I’m not sure that working at Google means much outside the Bay Area, but from the way San Franciscans brag about their friends and significant others that work there they seem pretty sure it means a whole lot, everywhere.
While saying you have a friend who works at Google isn’t exactly like saying you have a friend who is a war correspondent, it is exactly like saying that you have a friend who is incredibly logical, makes bustaurants full of money using that logic, and rides a bus that even though you can’t get on, you can point to and say, “My Google Friend could get on that bus!”
I once made the mistake of walking to a different bus stop so I could get a better spot in the filth on the 71L For Dum-Dums, only to realize as soon as a Google Bus pulled up and I didn’t get on it, that this was also a Google Bus Stop.
I was then forced to studiously act like I didn’t care about not working at Google. This involved looking at my wrist where a watch would have been if I worked at Google, and shuffling around in my bag which would not have been pleather if I worked at Google, and trying to count to ten, which would have been way easier if I worked at Google.
In other words, I tried to pretend I was my own Google Friend, which totally worked until the bus pulled off without me.

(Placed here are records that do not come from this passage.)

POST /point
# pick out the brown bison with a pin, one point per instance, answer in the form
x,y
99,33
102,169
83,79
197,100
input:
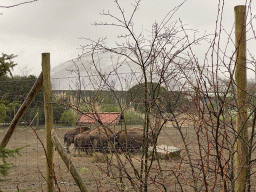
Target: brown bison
x,y
69,135
131,140
96,140
100,139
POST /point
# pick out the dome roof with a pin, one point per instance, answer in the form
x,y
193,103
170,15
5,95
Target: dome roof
x,y
102,71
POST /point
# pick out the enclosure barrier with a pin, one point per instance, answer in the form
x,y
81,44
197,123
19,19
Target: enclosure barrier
x,y
22,110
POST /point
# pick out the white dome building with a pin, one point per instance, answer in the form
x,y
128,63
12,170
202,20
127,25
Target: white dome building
x,y
107,70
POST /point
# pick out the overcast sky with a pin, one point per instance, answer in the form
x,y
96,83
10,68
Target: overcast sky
x,y
56,26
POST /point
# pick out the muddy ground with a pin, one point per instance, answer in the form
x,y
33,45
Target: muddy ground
x,y
29,171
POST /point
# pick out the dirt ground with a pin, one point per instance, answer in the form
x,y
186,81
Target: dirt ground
x,y
29,171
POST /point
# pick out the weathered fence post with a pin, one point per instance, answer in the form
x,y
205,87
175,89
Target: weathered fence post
x,y
31,95
241,82
48,112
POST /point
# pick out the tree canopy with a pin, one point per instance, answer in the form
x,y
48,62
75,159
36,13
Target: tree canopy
x,y
6,64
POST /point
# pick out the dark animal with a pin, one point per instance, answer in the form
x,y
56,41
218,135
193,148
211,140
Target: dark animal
x,y
69,135
82,143
99,139
89,141
131,141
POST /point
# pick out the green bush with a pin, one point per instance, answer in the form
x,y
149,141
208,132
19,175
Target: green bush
x,y
67,118
133,118
3,110
110,108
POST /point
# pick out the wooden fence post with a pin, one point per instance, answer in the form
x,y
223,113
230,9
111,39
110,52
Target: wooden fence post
x,y
48,112
22,110
241,82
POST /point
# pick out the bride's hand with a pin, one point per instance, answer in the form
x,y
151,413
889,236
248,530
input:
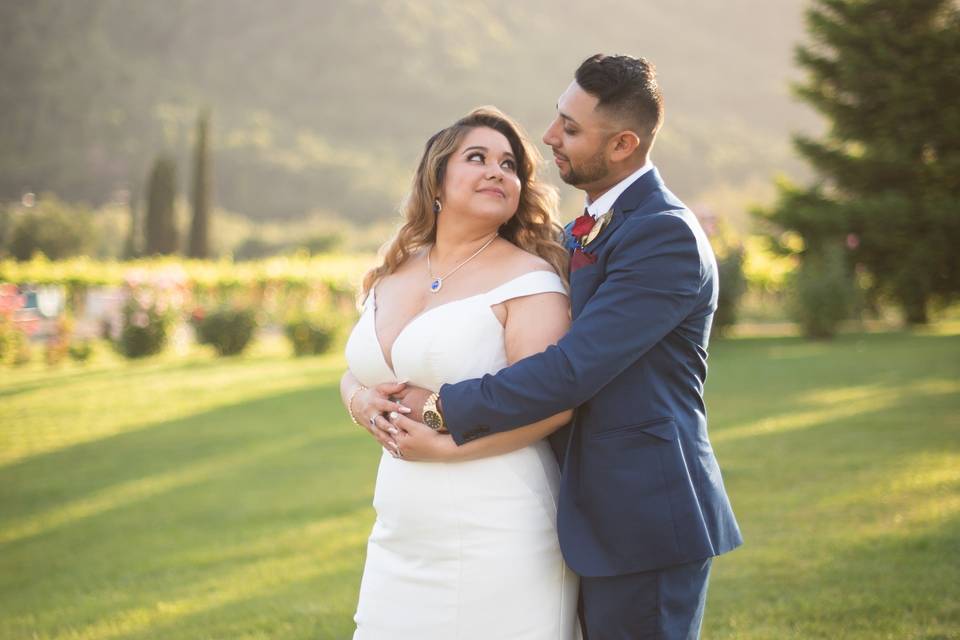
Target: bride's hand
x,y
371,405
416,442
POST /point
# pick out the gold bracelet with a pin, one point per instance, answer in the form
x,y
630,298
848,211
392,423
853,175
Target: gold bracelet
x,y
350,404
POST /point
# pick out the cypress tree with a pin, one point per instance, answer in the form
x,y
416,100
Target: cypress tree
x,y
132,249
886,75
161,230
199,246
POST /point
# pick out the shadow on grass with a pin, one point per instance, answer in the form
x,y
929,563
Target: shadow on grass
x,y
305,429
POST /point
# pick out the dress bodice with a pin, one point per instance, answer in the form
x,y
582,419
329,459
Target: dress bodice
x,y
450,342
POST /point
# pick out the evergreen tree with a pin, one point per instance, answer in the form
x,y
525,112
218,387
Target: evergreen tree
x,y
200,225
886,74
132,247
161,230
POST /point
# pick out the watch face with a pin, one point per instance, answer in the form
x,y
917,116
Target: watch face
x,y
432,419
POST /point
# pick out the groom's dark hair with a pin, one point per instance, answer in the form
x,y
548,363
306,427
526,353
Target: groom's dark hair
x,y
627,88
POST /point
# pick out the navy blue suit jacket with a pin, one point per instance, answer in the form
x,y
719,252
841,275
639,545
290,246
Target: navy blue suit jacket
x,y
640,488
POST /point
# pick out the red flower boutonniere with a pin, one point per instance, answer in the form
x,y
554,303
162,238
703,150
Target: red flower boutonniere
x,y
586,228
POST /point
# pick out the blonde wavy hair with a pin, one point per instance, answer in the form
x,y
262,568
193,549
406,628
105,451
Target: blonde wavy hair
x,y
533,227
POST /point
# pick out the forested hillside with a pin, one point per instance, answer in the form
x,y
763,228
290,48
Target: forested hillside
x,y
325,105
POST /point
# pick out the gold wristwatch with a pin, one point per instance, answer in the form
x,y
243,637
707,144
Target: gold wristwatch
x,y
431,414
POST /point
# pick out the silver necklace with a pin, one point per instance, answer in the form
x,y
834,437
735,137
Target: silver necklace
x,y
437,283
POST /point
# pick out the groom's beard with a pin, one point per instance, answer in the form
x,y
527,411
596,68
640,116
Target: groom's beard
x,y
592,170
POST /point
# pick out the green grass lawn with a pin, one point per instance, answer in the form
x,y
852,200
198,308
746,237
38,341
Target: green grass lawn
x,y
200,498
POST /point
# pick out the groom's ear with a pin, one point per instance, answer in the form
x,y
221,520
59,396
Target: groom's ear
x,y
624,144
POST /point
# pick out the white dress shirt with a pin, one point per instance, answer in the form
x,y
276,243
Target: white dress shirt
x,y
605,202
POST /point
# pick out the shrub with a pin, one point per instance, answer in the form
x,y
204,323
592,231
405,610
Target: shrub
x,y
144,327
822,293
310,336
228,331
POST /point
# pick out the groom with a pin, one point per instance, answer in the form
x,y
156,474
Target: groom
x,y
642,507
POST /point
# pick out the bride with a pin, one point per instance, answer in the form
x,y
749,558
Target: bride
x,y
465,542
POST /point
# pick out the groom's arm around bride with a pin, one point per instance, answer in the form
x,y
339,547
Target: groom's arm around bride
x,y
643,507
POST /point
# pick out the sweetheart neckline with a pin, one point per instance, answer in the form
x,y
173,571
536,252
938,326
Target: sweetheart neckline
x,y
383,352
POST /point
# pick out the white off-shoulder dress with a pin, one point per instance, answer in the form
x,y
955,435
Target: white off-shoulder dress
x,y
465,550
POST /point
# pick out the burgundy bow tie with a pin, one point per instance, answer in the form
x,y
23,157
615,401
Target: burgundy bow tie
x,y
582,226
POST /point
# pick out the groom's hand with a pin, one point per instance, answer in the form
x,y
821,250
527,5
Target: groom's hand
x,y
413,398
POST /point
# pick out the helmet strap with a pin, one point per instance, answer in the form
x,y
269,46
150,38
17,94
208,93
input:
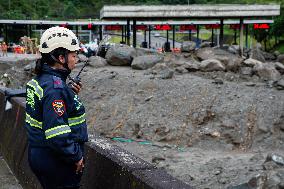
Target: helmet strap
x,y
65,64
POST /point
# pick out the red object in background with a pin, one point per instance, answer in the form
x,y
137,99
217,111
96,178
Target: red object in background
x,y
89,26
141,27
212,26
162,27
236,26
261,26
113,27
63,25
187,27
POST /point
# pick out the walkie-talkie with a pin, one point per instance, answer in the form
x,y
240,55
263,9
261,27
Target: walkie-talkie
x,y
77,79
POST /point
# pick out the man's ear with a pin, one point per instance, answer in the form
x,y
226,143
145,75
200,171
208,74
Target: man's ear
x,y
61,58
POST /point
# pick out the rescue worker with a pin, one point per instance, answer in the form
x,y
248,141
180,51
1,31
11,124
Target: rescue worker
x,y
4,49
55,116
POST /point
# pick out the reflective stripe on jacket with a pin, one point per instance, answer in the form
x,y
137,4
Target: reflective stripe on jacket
x,y
55,116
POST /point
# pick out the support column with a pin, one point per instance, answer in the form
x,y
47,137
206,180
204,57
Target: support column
x,y
27,30
197,35
235,36
77,31
241,36
100,32
6,33
122,34
30,31
149,37
221,32
128,33
173,36
246,35
134,33
212,37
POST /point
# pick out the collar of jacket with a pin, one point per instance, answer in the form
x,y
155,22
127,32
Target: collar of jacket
x,y
63,74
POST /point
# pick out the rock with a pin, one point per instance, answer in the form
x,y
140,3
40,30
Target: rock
x,y
191,67
275,158
234,49
146,61
280,84
218,81
257,55
230,61
120,55
280,67
97,61
82,58
205,44
143,51
256,182
181,70
251,62
162,71
267,72
157,159
279,123
270,165
211,65
166,74
276,53
268,56
233,64
246,71
30,66
250,84
188,46
280,58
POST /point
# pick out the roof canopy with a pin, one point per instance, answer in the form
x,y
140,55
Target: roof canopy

At this point, instead of dropping the whole charade I glared at those tinted windows and muttered, “I missed the Google bus,” and then asked the imbecile next to me (it’s safe to assume that they were, since they did not work for Google) if the 71L stopped at Google, at which he or she (I couldn’t tell which because I never even applied to Google) only stared blankly, and I realized they must be illiterate, which I should have already known since there had to be some reason they were still standing at this bus stop not working at Google.